The golden-fronted whitestart is 13 to 13.5 cm long; the nominate subspecies M. o. ornatus weighs about 11 to 13 g. The sexes have the same plumage. Adults of the nominate subspecies have a bright yellow forehead and forecrown, a white face, and a blackish rear crown and rear sides of their head with a small white crescent on the ear coverts. Their upperparts and wings are gray. Their tail is blackish gray with white outer two pairs of feathers. Their throat and underparts are mostly bright yellow and their undertail coverts white. Subspecies M. o. chrysops has a richer golden-yellow forehead, throat, and underparts than the nominate, with less yellow on the forecrown and yellow instead of white on the face. Both subspecies have a dark brown iris, a blackish bill, and blackish legs and feet. Juveniles of both subspecies have an olive-tinged gray head and upperparts. Their throat and breast are brownish olive, their belly creamy yellowish, and their undertail coverts whitish.

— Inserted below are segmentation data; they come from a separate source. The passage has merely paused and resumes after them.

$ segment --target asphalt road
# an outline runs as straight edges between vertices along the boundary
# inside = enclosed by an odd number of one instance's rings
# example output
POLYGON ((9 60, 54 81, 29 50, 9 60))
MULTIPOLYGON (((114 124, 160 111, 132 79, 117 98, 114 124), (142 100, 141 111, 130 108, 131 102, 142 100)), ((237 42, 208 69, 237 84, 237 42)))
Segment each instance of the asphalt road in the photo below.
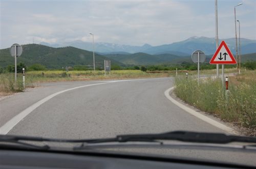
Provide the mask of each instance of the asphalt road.
MULTIPOLYGON (((1 101, 0 126, 27 107, 54 93, 95 82, 45 83, 39 88, 1 101)), ((113 137, 120 134, 159 133, 173 130, 213 132, 224 131, 194 117, 164 96, 173 78, 114 81, 61 93, 44 102, 8 134, 65 138, 113 137)), ((253 154, 192 153, 175 155, 226 161, 253 162, 253 154), (196 156, 196 157, 195 157, 196 156), (235 160, 235 161, 234 161, 235 160)), ((158 153, 168 154, 160 150, 158 153)))

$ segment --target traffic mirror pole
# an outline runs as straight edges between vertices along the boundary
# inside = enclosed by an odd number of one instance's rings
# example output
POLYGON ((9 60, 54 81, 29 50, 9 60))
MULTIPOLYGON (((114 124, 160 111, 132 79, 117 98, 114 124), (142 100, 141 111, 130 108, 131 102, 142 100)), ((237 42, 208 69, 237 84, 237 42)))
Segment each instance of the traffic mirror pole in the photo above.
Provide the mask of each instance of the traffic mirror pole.
POLYGON ((23 88, 25 89, 25 68, 22 68, 23 73, 23 88))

==Distribution and habitat==

The golden-fronted whitestart has a disjunct distribution. The nominate subspecies is found from south of the Uribante River in Venezuela's far southern Táchira state south along Colombia's Eastern Andes to the vicinity of Bogotá. Subspecies M. o. chrysops is found separately in the southern end of Colombia's Eastern Andes, in the Central Andes, and in the Western Andes. The species inhabits montane forest, cloudforest, and elfin forest in the temperate zone. Sources differ slightly about its elevational range. One states it is 1800 to 3400 m with most individuals above 2400 m. A Colombian field guide places it between 2000 and 3400 m in that country and a Venezuelan guide places it between 2100 and 3000 m there.

==Behavior==
===Movement===

The golden-fronted whitestart is a sedentary year-round resident.

===Feeding===

The golden-fronted whitestart's diet has not been studied but is apparently arthropods. It forages mostly by gleaning from the forest's mid-lever to the canopy and often takes prey in mid-air. While foraging it flicks its outer tail feathers, apparently to flush ("start") prey that it then pursues. Pairs and family groups often lead mixed-species feeding flocks.

===Breeding===

The golden-fronted whitestart's breeding season has not been defined but appears to span at least March to July and possibly to November. Its nest has not been formally described but photographs show an open cup made from plant fibers and placed on the ground. Nothing else is known about the species' breeding biology.

===Vocalization===

The golden-fronted whitestart's song is a "sweet warbling phrase with a duration of about 3‒8s, starting very faint, gradually getting louder and ending abruptly". It sings mostly in the morning and year-round; pairs sometimes duet. Its call is a "short high-pitched steeply downslurred note tsit or tsip".

==Status==

The IUCN follows HBW taxonomy and so has separately assessed ornatus and chrysops. Both are assessed as being of Least Concern. The population size of neither is known but both are believed to be stable. Both are threatened by logging, wood harvesting, and small-scale farming but the threats' severity is judged to produce only negligible declines. The species is considered common both in Colombia and in its small Venezuelan range. It occurs in several protected areas.